Specifically, the public is learning of the obligation on shariah's adherents to impose this toxic program everywhere via jihad - holy war, waged by violence or by stealth. Thanks to the Ground Zero mosque controversy, Americans are also getting a crash-course on the preeminent perpetrator of the stealthy form of "civilization jihad," the Muslim Brotherhood. While its tactics may differ from, say, al Qaeda's, the Brotherhood's objectives are identical: the supremacy of Islam and the establishment of a theocratic ruler, the Caliph, who is to govern worldwide in accordance with shariah.

As spokesmen from various Brotherhood front groups (notably, the Council on American Islamic Relations, the Muslim American Society and the Muslim Public Affairs Council) have been vociferously demanding that the construction of a megamosque is a test of our religious tolerance, more and more of us are realizing that this is what is known in shariah as taqqiya, lying for the faith.

The crowd on Sunday understood that, no matter how often the Brotherhood's operatives and their non-Muslim apologists and enablers assert otherwise, the United States is not intolerant of the practice of Islam; the hundred or so mosques in New York City alone attest to that. Rather, the Brothers endlessly make such claims as part of the stealth jihad. Their playbook calls for them cynically to use our civil liberties to suppress opposition to the insinuation here of the most intolerant doctrine of all: shariah.

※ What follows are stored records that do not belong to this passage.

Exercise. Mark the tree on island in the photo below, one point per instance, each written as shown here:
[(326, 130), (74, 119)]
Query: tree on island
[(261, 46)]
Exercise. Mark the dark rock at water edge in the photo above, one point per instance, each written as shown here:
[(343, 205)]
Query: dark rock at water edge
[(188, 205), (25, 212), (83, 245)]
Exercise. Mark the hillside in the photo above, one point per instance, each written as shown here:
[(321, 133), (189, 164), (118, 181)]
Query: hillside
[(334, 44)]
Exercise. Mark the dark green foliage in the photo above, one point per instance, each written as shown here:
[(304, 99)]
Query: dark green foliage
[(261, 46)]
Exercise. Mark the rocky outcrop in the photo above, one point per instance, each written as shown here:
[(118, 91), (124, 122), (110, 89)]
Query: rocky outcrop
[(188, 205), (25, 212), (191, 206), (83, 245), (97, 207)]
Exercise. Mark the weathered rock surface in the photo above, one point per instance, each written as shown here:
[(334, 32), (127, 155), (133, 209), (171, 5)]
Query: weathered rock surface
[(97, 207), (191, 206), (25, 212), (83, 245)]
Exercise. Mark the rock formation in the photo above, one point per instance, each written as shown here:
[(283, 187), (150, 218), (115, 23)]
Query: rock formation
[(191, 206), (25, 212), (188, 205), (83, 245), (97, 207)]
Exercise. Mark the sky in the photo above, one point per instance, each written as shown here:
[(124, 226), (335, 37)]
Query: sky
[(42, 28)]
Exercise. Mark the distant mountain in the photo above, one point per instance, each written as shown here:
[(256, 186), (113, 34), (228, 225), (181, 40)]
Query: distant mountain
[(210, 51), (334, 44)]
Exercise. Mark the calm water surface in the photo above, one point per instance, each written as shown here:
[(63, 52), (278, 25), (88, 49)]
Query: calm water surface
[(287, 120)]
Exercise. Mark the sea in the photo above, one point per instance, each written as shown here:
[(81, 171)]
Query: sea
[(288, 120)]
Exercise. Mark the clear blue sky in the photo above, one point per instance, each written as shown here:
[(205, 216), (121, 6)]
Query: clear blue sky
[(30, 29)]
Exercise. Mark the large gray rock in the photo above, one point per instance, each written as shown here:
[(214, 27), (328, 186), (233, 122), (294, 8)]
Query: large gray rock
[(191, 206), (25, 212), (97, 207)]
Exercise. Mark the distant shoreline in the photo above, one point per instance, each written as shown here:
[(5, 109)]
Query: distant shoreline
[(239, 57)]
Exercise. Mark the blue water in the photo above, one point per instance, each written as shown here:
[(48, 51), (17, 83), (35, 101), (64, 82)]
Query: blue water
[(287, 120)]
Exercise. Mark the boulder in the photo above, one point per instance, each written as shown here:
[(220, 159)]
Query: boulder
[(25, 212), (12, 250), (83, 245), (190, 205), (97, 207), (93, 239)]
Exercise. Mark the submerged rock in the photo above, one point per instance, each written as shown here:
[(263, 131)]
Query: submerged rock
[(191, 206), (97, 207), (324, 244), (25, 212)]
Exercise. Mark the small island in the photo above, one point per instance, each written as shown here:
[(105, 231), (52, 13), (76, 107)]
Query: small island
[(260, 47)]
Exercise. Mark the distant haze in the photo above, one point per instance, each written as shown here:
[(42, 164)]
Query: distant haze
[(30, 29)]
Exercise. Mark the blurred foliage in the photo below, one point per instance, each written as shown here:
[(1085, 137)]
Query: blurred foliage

As public awareness of and concern about shariah intensifies, the Muslim Brotherhood and its friends are employing taqqiya frantically in the hope of maintaining the obscuration so critical to their stealth jihad. Notably, on the margins of Sunday's event, Salam al-Marayati of the Muslim Public Affairs Council - who attended Obama's iftar dinner on the 13th - tried to deflect criticism of Shariah, saying it is subject to various interpretations. He and his friends would have us believe that the jihad it orders means nothing more than "internal struggle" to practice one's faith properly. Some, like Feisal Rauf, go so far as to insist that shariah is compatible with the U.S. Constitution.

Fortunately, not all Muslims adhere to or seek to impose shariah. If we start in a concerted way to empower those that do not, and effectively counter those - like the Muslim Brotherhood -- that do, we may just be at the end of the beginning of this war to keep America shariah-free.